Three months is the time to sit down with your travel companion, lay out your options and make a decision. If you have the ability to plan this far in advance but are wavering, know that it’s (generally) not going to get any better the closer you get to your departure date.
One to Two Months Out
Award travel aside, let’s talk about buying revenue tickets in this timeframe. Statistics suggest that roughly 60 days out is the cheapest time to buy plane tickets. If you’re looking for revenue fares, I generally see promotions appear within this timeframe. Buy too early, and the airlines aren’t yet motivated to offer lower prices; buy too late, and your carrier can charge what they want since seats are filling up.
Statistics aside, I believe airline revenue algorithms and managers have become so sophisticated that searching specific days of the week and at certain times, among other tricks, no longer unearth cheaper airfare. I stick to 60 days out and haven’t regretted my decision. What you need to know is where and how to search for your tickets. A few suggestions for one to two months out:
- Learn to use ITA Matrix (it’s still extremely useful).
- Know that Spirit Airlines, Southwest, Frontier, Virgin America and smaller airlines like Silver Airways are not shown on all online travel agencies. If you simply search Expedia for the best fare, you could be missing opportunities.
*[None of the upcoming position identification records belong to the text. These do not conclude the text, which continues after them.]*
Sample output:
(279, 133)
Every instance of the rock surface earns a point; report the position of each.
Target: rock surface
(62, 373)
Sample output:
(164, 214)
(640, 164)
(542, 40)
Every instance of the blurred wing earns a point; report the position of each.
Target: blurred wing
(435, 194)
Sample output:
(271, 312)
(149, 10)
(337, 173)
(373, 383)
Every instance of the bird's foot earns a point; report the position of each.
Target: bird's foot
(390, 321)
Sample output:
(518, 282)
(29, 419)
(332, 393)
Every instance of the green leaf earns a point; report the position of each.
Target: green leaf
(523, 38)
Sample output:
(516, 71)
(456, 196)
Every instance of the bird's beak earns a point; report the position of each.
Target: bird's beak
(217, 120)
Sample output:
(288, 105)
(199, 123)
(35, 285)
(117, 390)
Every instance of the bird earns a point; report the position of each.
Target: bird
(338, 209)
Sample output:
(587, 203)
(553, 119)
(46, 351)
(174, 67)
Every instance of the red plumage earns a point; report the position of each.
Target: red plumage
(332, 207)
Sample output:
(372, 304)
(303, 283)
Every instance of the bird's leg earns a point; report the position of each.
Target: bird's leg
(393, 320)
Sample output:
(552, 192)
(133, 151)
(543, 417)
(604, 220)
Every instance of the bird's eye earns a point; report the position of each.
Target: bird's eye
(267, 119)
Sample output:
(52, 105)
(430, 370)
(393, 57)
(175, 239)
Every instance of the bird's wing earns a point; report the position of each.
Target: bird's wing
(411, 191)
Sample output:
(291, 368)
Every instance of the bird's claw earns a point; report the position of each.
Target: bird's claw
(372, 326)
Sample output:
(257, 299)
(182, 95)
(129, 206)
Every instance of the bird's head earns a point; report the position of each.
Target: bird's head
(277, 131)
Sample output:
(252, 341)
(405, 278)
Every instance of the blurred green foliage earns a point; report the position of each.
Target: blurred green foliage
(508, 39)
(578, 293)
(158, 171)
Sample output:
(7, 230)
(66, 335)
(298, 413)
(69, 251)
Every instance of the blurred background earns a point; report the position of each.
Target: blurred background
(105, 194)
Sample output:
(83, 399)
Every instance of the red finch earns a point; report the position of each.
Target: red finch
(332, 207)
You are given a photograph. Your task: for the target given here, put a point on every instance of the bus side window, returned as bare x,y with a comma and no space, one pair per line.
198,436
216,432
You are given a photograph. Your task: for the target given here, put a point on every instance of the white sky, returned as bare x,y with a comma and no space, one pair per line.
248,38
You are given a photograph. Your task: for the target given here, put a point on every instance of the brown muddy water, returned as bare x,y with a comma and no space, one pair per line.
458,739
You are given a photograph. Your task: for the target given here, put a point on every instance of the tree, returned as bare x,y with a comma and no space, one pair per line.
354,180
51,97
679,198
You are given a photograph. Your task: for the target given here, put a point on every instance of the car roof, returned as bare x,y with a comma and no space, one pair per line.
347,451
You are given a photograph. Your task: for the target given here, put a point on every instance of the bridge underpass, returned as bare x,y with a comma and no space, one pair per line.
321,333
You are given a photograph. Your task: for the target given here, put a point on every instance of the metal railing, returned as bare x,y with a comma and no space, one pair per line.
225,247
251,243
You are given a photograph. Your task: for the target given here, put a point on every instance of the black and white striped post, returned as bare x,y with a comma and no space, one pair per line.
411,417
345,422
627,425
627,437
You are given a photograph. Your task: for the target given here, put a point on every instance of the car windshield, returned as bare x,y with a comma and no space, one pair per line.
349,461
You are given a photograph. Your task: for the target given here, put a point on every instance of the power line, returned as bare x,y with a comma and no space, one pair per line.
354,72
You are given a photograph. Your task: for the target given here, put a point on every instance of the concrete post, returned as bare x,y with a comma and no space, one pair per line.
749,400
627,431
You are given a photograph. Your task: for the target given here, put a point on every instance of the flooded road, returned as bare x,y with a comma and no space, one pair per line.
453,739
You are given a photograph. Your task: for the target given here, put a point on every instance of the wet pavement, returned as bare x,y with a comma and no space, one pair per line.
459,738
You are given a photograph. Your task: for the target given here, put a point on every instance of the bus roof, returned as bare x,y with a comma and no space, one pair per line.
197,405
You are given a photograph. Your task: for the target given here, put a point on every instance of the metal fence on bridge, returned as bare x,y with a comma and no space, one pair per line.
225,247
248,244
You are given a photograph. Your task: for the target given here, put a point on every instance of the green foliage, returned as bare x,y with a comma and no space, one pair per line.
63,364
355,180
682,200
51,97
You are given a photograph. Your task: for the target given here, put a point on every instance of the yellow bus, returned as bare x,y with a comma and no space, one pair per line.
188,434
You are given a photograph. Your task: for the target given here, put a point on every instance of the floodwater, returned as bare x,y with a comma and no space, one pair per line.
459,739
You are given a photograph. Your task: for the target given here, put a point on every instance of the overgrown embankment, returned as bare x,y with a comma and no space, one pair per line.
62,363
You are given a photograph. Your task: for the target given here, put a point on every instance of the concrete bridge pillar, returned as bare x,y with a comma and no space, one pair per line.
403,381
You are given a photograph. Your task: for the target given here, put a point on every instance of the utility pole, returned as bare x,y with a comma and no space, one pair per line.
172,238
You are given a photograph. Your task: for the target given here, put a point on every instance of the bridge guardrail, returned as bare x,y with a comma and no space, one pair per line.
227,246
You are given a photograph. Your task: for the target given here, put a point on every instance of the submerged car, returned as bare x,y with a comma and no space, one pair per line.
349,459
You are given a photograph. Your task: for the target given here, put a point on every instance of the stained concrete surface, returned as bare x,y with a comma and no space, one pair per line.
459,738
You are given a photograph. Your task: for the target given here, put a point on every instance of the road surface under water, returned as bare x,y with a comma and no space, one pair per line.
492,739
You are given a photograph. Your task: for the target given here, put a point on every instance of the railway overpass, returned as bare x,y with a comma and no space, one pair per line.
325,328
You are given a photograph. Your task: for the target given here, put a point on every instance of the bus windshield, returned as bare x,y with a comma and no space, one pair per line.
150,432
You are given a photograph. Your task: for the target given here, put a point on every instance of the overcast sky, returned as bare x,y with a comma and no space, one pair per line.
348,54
- My favorite site for airfare searching is Hipmunk.com. It categorizes search results with a unique “Agony” feature. Agony factors in painfully long layovers, the number of stops and price to really give you a legitimate best option.
When you find yourself near the one-month mark, your plans and reservations should be solidified and good to go. Plane tickets — either award or revenue — should be booked. You should know where you’re staying and have the best rate available booked (with Best Rate Guarantee policy hopefully tested) or your free award night booked.
How Much Does Time Frame Matter?
I laid out all the different actions to take and why, starting at six months and counting down to one. Is this a perfect matrix for what to plan and when? Maybe not — it depends on your situation — but it should remind you of all the logistics involved in planning a fantastic time away.
Regardless of what your lifestyle lends itself to, planning in the one- to six-month range should give you the time to find the best revenue deals, acquire the right points and find the best award availability for flights and hotels.
What do you consider when planning a vacation in less than six months?